Così diventa più facile fare buoni risultati: «Noi ci siamo riusciti, proprio i nostri risultati parlano chiaro: il gruppo dei giocatori italiani nati nel 1998, nel 1999 e nel 2000 ha mostrato di possedere grande qualità e di poter avere grandi prospettive per il futuro. Ora c’è un nuovo ciclo nell’Under 21, sappiamo che fare bene da ora in poi può essere determinante per tutti, non solo come crescita personale, ma anche di tutto il movimento. Vogliamo che l’Italia e i club di Serie A facciano come avviene negli altri Paesi europei, dove i giovani sono più considerati, hanno più occasioni per andare in campo».

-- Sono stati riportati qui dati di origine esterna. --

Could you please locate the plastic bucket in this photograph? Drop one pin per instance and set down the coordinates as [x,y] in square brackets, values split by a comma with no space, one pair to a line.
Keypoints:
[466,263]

Adjapong, Frattesi e Plizzari vivono da dentro questo nuovo rinascimento italiano. Hanno grandi ambizioni: vogliono insistere, completare la rivoluzione, prendersi tutto lo spazio che gli viene concesso, anzi, vogliono crearne di nuovo. È come se volessero forzare il contesto attuale attraverso la loro affermazione, basata sul talento, sui risultati e sul merito. Forse hanno riconosciuto che questo, per il calcio italiano, può essere il momento giusto. Per loro stessi, e per cambiare strada.